Mühlrad Helsa



Von den drei Mühlen im Dorf Helsa hatte sich die Mittelmühle, auch Probst'sche Mühle genannt, am längsten erhalten. über fünf Jahrhunderte lieferte das oberschlächtige Wasserrad die Energie für Mühlsteine, später auch für zwei Walzenstühle. Damit wurde vielen Generationen im Dorf das Mehl aus heimischem Korn gemahlen. Auch ein Turbineneinbau 1949 konnte das Ende der Mittelmühle in den fünfziger Jahren nicht verhindern. Wiedererrichtung des Mühlrades 1988 Der Arbeitskreis 'Historisches Mühlrad' hat mit großer Bürgerbeteiligung das Wasserrad an historischer Stelle wieder aufgebaut. Binnen Jahresfrist waren bauliche und finanzielle Schwierigkeiten überwunden. Seit dem 2. September 1988 dreht sich das alte/neue Mühlrad wieder. Helsa war in den 80er Jahren überregional anerkanntes Erhaltungsbeispiel einer Dorferneuerung geworden. Als sinnvolle Ergänzung zur Wahrung und Gestaltung des Dorfbilde erfuhr das Mühlrad allseits größte Förderung. Viele Bürger halfen bei den Eigenleistungen und durch öffentliche Mittel sowie zahlreichen Spendengeldern ist der Wiederaufbau bewerkstelligt worden. Ein Mittelpunkt früheren dörflichen Lebens war wieder hergestellt.
Das alte/neue Mühlrad

     



Gefördert durch: Hessische Dorferneuerung, Hessisches Ministerium für Umwelt und Energie, Hessisches Ministerium für Kunst und Wissenschaft, Landkreis Kassel, Gemeinde Helsa, EAM Kassel, Spenden von Vereinen, Gewerbetreibenden, Firmen und vielen Bürgern aus Helsa.


Stromerzeugung


Zunehmendes Interesse an der Nutzung regenerativer Energie und um aus Stromerlöß die stetige Erhaltung des Mühlrades zu sichern, führte zum Einbau der Stromerzeugung. Eine Kosten-/Nutzenermittlung ergab, dass sich die Investition 'rechnete'. Die Technik des frühen Industriezeitalters mit unterschiedlich grossen Flachriemenscheiben wurde zur Kraftübertragung gewählt. Moderne Steuerung und Überwachungs-Elektronik gewährleisten einen fast wartungsfreien Betrieb.

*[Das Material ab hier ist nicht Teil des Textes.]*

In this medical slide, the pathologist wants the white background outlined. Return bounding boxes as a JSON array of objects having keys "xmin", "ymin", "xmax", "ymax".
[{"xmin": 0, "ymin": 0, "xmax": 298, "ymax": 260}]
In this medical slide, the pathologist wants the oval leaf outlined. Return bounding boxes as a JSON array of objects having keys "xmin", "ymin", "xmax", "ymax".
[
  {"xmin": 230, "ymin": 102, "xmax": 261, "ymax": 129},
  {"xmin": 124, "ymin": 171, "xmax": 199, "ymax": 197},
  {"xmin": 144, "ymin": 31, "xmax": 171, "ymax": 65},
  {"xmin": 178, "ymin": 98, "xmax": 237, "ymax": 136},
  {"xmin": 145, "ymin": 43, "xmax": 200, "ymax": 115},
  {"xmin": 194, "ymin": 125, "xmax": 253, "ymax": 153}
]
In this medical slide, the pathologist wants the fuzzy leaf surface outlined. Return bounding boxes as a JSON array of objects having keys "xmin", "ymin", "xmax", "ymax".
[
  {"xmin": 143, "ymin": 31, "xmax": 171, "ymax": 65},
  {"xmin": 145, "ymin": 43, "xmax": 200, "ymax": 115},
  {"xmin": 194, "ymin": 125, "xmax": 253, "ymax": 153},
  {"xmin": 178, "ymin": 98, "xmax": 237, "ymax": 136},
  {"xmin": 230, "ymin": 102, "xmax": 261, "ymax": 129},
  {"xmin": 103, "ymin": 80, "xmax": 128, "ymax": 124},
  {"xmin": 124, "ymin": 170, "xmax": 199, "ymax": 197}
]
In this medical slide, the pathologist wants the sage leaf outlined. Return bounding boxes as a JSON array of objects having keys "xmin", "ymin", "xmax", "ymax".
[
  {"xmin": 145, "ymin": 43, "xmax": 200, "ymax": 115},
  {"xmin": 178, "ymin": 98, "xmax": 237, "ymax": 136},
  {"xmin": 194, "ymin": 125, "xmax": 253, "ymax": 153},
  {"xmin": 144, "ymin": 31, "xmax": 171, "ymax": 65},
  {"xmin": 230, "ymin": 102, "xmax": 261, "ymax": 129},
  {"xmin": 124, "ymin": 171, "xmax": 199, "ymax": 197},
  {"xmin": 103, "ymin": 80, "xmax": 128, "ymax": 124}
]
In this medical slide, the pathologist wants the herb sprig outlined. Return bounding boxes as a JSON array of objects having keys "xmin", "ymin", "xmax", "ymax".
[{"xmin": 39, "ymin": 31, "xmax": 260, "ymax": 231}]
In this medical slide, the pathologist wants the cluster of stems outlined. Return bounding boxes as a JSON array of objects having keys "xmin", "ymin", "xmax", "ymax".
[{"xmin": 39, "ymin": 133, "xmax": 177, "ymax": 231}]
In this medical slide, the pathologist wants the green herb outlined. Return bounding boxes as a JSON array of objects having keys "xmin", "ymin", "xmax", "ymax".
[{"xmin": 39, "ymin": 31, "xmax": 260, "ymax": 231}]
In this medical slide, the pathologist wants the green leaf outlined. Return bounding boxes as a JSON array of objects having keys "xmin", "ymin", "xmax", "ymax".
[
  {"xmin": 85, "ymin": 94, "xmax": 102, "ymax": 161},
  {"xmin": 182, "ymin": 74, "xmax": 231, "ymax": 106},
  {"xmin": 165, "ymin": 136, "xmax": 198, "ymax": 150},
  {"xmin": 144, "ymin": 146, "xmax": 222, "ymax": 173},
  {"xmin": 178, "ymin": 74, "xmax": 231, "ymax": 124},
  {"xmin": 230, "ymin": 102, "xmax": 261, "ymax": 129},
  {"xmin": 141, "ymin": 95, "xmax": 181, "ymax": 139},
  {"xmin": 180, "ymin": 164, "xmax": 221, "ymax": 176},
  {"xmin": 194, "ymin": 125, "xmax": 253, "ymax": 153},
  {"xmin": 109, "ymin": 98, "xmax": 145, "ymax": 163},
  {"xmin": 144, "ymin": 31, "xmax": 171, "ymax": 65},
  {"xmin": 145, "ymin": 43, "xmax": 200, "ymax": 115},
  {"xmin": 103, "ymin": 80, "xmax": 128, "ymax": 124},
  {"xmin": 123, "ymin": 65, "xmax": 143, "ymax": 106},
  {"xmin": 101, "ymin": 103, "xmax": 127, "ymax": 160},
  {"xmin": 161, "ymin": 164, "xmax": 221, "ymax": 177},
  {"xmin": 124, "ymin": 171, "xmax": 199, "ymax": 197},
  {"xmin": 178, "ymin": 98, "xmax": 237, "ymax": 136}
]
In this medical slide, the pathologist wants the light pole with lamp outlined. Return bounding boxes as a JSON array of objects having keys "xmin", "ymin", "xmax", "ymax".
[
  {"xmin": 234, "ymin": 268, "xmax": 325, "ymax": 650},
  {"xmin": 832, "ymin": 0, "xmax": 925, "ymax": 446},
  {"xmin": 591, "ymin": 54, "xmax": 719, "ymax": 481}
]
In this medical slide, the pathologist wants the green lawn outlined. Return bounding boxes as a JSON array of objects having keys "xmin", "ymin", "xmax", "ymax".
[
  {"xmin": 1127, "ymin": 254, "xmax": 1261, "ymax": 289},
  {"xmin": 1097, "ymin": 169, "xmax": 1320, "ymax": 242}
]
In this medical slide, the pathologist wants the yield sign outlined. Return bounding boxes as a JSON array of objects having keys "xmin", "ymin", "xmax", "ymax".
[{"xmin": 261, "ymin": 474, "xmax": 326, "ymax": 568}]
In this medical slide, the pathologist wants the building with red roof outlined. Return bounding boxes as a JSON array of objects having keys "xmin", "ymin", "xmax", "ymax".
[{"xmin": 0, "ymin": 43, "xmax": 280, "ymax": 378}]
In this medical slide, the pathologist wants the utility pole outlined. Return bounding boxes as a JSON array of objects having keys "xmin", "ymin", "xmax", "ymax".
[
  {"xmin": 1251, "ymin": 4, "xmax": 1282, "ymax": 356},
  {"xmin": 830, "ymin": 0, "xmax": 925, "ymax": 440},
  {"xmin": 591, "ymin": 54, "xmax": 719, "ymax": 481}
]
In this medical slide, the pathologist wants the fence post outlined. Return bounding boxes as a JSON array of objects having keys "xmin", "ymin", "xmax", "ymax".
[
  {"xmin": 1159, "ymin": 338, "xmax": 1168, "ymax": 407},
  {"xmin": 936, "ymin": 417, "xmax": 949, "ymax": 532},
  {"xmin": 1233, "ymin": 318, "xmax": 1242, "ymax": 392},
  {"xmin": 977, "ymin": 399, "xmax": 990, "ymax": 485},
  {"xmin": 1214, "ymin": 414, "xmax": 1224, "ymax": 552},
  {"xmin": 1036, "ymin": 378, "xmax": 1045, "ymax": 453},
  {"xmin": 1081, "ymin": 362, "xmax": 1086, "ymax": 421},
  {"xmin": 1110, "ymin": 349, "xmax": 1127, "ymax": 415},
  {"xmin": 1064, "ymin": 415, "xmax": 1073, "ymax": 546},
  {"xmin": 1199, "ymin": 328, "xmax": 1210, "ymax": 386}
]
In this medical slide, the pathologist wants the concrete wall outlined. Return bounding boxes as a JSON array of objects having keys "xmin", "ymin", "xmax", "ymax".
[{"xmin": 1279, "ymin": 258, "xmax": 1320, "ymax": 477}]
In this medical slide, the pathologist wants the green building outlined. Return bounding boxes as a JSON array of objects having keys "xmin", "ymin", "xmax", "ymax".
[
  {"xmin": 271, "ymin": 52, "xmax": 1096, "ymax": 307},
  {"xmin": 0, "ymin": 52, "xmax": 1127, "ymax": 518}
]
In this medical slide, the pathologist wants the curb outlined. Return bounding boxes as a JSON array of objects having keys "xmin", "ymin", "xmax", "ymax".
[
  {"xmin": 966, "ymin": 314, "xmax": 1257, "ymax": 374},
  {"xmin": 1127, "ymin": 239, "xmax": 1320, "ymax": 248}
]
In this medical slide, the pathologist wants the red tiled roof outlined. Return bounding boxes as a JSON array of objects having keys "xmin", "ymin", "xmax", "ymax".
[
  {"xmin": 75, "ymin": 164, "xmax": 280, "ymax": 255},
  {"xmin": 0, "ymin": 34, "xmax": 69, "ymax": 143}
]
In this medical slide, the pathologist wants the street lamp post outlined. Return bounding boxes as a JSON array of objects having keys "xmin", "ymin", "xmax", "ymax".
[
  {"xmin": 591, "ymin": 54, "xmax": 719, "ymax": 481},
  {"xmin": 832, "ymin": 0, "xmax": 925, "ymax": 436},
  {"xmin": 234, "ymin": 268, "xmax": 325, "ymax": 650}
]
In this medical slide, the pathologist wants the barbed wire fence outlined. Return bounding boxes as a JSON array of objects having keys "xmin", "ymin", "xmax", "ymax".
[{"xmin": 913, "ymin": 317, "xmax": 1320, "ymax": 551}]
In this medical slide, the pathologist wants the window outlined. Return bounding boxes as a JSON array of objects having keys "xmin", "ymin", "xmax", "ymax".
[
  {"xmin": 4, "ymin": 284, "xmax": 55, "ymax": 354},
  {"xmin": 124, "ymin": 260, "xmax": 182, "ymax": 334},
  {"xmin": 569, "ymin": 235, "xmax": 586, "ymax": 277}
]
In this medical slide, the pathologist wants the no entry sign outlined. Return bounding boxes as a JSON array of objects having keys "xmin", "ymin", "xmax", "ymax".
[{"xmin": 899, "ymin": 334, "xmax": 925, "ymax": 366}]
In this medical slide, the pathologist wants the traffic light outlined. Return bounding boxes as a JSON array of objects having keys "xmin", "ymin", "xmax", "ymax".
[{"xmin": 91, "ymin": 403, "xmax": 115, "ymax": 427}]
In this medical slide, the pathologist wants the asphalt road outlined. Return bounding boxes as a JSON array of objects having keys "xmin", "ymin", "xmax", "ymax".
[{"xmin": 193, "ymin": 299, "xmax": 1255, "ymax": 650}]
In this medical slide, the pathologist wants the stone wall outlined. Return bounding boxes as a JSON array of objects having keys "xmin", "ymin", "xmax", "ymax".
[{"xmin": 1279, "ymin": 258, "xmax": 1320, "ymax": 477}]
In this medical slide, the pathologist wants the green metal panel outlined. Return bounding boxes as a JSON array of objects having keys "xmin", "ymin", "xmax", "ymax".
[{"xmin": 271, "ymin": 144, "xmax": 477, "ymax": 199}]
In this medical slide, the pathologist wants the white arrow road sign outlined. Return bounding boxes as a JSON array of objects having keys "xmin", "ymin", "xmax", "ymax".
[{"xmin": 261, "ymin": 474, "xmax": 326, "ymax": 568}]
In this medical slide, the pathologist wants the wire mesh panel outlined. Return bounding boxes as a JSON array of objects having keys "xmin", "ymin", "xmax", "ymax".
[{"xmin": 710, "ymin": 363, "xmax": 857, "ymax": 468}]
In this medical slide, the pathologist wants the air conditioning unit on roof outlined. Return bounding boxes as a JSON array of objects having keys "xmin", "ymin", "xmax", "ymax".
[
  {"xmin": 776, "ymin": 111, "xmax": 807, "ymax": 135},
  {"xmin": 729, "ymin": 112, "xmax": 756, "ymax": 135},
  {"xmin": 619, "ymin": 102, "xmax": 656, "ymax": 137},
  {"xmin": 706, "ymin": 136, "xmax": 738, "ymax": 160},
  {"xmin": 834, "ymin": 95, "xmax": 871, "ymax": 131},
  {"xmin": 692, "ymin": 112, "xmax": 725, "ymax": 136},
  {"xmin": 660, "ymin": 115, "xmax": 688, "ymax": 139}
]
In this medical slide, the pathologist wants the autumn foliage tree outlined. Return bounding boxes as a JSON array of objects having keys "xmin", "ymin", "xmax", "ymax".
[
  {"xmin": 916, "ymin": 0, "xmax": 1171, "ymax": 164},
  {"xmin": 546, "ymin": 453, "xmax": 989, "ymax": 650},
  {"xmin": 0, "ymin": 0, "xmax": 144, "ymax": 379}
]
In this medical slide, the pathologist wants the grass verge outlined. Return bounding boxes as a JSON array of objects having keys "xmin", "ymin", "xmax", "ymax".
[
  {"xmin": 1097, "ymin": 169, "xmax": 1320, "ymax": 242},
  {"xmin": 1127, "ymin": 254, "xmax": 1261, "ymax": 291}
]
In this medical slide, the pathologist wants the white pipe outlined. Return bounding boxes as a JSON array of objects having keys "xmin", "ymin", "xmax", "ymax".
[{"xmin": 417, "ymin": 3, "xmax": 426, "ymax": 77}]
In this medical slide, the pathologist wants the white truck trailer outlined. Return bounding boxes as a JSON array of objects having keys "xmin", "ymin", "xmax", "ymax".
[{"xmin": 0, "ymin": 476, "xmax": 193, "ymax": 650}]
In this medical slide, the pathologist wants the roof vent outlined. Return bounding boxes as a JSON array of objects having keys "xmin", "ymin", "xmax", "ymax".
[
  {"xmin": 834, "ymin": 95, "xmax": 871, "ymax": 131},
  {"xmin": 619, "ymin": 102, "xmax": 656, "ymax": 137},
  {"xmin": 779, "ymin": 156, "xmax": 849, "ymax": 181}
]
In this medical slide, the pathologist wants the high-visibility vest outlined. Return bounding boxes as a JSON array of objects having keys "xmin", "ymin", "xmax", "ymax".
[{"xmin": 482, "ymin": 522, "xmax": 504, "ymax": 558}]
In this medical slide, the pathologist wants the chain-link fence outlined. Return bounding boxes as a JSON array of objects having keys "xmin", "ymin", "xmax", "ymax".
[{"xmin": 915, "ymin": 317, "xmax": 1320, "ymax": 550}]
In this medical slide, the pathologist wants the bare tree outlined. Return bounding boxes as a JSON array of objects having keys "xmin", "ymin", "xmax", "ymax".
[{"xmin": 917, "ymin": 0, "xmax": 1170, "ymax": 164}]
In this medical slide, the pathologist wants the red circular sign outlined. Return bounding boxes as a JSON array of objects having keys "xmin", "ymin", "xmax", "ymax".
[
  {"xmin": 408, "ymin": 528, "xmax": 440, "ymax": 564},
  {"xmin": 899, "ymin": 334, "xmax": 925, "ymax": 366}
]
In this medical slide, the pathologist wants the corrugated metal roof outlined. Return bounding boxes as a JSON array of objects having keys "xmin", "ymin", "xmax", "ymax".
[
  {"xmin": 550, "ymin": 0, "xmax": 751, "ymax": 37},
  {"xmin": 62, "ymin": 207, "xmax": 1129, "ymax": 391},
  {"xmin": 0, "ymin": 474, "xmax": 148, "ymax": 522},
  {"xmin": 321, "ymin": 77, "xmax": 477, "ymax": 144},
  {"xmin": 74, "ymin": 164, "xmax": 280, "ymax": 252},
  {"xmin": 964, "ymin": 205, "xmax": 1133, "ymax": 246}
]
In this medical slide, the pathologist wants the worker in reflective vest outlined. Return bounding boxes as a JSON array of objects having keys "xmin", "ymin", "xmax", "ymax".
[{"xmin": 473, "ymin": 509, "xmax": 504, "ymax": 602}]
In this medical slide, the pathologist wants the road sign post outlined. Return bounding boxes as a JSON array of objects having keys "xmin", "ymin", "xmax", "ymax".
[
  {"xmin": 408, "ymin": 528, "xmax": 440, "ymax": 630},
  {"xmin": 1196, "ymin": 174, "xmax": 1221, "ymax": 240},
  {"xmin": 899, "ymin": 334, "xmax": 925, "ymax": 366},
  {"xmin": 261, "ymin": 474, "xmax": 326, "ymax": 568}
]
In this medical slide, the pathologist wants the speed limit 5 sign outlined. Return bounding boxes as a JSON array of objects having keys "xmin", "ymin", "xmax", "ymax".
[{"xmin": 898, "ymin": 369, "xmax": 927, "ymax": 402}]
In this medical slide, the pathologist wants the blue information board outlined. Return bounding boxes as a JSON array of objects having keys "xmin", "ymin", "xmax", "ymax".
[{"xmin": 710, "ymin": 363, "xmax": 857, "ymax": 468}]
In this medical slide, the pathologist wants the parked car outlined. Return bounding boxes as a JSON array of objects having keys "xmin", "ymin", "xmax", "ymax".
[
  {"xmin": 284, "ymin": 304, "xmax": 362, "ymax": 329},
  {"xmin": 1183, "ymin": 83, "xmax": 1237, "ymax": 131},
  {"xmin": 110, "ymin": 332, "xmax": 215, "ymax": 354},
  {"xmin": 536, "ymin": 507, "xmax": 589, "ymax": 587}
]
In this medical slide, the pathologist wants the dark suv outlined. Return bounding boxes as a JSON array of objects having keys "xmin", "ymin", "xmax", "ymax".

Seit Anfang August 1991 werden jährlich etwa 20.000 Kilowattstunden in des e.on-Netz eingespeist. Damit ist ein Verbrauch von 5 bis 8 Normalhaushalten vergleichbar. An den Ausbaukosten beteiligten sich das Land Hessen, die Gemeinde Helsa, die EAM Kassel und viele Mitbürger durch Spenden. Freiwillige leisteten über 1.500 Arbeitsstunden. So konnte der Erhalt des Klein-Wasserkraftwerks auf Dauer gesichert werden.


Stauanlage




 
Der neue automatisierte Rechen am Mühlengrabenabzweig


Das Mühlrad Helsa erhält sein Wasser vom Wedemannbach. Eine automatische, mit modernster elektronischer Steuerung ausgestattete Stau- und Wehranlage, regelt den Wasserzufluss über den Mühlgraben zum Mühlrad.


Ausstellung


Ein kleiner Besucher- und Ausstellungsraum vervollständigt die Schauanlage 'Mühlrad Helsa' seit Eröffnung am 1. Deutschen Mühlentag 1994. Nutzung regenerativer Energie mit Riemenscheiben-Technik, 6,3 kW Generator und moderne Steuerungselektronik werden anschaulich vermittelt. Auf Bild- und Texttafeln wird ein Überblick der frühen Mühlengeschichte vermittelt. Wasserräder, Turbinen, Elektrizitäts- und Generatortechnik sowie die historische Geschichte der Mittelmühle Helsa ist detailliert aufbereitet. Nachweise zum Wasserrecht und Grafiken über das Wasserdargebot ergänzen die Darstellungen. In einer Bildfolge ist der Ausbau des Mühlrades bis zum Betrieb der Stromerzeugung ablesbar. Gesamtaufwendungen zum Klein-Wasserkraftwerk sind in Kosten- und Finanzierungsübersichten nachgewiesen. Informationsvorträge für Gruppen vervollständigen das Angebot.